Pierwszy to spotkanie o punkty w PGNiG Superlidze, w którym siódemka Torusa Wybrzeże Gdańsk podejmie Grupę Azoty Unia Tarnów. Stawką tego spotkania jest wygrana, która przybliży gdańską drużynę do 4. miejsca w tabeli. Ono na koniec sezonu daje prawo gry w europejskich pucharach, a tego w Gdańsku już dawno nie było. Początek tego meczu o godz. 18.

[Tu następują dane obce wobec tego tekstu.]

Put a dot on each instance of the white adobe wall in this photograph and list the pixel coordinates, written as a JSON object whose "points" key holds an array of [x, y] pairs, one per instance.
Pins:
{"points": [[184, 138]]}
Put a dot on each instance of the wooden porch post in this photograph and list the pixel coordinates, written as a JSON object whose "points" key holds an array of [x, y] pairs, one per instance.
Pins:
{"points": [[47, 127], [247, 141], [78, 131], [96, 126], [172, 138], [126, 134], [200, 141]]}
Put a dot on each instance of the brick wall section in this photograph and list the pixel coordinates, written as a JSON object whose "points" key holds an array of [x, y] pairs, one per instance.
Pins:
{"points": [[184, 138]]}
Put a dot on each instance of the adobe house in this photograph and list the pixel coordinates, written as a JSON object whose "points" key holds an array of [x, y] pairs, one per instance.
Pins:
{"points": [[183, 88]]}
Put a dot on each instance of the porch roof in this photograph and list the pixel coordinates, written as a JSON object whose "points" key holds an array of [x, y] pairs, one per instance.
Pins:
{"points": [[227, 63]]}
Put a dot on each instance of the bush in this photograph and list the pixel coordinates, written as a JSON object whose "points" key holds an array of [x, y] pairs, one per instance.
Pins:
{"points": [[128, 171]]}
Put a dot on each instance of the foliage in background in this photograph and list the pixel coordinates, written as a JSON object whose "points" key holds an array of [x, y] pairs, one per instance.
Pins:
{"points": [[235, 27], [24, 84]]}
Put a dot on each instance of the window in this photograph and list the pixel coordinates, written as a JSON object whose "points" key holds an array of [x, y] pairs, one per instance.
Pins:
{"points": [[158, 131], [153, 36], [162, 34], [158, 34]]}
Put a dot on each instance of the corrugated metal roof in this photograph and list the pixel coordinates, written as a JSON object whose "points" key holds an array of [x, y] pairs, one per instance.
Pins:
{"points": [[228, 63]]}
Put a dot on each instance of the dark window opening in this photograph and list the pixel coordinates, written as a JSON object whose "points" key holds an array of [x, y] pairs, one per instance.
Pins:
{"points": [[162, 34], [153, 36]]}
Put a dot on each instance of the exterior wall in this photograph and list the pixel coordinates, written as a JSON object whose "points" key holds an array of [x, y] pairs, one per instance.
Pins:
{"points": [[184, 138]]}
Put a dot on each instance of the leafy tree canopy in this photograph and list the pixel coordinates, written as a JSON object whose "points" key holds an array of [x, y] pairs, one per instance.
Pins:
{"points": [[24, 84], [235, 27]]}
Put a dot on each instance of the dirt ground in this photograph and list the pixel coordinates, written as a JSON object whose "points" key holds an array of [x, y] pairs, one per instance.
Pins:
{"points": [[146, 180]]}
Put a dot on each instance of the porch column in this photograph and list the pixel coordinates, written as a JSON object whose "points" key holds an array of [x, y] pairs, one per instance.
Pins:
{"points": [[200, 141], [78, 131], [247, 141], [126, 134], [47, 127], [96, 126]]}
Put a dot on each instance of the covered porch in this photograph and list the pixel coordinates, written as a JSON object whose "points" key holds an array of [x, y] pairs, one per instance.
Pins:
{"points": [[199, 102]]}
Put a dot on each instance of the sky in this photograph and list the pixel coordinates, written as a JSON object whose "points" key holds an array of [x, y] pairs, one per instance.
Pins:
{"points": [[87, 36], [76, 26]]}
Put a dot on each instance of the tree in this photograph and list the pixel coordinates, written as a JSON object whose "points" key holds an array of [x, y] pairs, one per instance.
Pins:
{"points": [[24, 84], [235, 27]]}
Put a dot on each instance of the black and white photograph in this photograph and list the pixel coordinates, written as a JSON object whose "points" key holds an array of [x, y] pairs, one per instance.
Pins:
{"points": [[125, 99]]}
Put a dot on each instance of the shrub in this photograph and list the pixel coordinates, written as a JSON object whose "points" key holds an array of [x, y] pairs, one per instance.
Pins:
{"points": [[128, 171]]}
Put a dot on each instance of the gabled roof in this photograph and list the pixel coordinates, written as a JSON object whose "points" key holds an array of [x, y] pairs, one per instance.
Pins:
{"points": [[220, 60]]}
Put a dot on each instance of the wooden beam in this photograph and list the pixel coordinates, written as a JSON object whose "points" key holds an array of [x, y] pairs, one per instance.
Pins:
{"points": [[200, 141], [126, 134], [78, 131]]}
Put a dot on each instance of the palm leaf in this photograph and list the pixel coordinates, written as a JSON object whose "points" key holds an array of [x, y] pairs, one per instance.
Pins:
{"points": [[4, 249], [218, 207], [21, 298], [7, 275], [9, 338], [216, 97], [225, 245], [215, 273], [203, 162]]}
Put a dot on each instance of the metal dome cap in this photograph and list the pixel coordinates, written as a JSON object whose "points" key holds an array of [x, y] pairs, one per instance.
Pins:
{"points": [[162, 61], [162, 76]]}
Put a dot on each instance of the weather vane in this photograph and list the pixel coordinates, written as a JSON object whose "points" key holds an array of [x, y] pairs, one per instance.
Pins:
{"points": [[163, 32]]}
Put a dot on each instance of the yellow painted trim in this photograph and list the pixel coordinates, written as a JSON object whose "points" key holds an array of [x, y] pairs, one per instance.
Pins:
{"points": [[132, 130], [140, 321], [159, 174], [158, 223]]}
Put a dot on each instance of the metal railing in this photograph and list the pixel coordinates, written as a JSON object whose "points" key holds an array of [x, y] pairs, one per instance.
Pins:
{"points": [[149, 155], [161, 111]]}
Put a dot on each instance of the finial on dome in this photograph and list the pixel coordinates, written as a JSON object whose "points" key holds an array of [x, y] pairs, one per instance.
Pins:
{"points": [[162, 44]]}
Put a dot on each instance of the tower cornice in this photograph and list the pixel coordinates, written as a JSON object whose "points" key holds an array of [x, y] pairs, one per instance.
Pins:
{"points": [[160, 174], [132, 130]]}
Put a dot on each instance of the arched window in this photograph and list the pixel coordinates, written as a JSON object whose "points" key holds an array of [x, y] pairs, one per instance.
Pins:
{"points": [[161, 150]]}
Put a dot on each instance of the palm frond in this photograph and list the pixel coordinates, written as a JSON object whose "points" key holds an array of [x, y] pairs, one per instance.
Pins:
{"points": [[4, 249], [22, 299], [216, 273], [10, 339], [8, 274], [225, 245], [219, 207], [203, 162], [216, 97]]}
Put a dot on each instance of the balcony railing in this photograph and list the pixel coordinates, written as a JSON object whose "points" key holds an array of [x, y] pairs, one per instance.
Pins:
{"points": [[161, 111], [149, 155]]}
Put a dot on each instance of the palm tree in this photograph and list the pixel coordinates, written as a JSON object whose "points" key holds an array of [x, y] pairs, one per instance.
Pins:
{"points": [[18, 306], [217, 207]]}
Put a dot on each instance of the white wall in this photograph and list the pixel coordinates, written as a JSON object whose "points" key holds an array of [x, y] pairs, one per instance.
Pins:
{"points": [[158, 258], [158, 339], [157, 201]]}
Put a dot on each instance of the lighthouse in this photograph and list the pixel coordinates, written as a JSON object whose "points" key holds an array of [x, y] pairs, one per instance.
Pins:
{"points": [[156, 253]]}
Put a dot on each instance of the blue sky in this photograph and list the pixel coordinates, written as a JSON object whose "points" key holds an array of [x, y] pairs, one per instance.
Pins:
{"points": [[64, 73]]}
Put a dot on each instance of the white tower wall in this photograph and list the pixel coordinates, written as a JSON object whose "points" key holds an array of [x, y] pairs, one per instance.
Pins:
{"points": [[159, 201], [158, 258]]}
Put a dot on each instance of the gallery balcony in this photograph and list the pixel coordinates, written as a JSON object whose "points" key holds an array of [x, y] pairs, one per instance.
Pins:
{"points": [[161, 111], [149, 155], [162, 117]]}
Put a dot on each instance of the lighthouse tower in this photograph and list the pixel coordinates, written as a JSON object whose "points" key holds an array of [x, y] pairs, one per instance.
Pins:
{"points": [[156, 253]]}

- Spodziewamy się zaciętego meczu. Tarnów traci do nas tylko trzy punkty. I oni i my chcemy wygrać. W tym meczu mogą ważyć się losy o czwarte miejsce ligowej tabeli – mówi rozgrywający Wybrzeża Wiktor Tomczak. - Jedną z mocnych stron Tarnowa jest gra w obronie i współpraca z obrotowym. Zespół Unii charakteryzuje również wytrwałość. My na pewno będziemy walczyć przez cały mecz. Chcemy zdobyć pełną pulę punktów i zapewnić naszym kibicom prawdziwe i emocjonujące widowisko sportowe – dodaje.
Kibice, którzy przyjdą na to spotkanie nie powinni zbyt szybko opuszczać akademickiej hali przy ul. Grunwaldzkiej. Powód jest prosty. O godz. 20 rozpocznie się w niej nie mniej ważny pojedynek szczypiornistów Wybrzeża i Spójni.
Derbowy mecz dawnych sław gdańskiej piłki ręcznej został zorganizowany, bo w potrzebie jest jeden z dawnych zawodników, ciężko chory Piotr Weiner.
Na parkiecie hali AWFiS będzie można zobaczyć w akcji wielu znakomitych gdańskich szczypiornistów, którzy przed laty reprezentowali nie tylko Wybrzeże i Spójnię, ale także grali w biało-czerwonych barwach czy byli choćby trenerami. Swój udział w charytatywnym meczu (wstęp jest wolny, ale podczas spotkania będzie przeprowadzona zbiórka) zapowiedzieli m.in.: Piotr i Paweł Cieśla, Damian Wleklak, Igor Stankiewicz, Jacek Grzenkowicz, Sebastian Suchowicz czy Leszek Elbicki.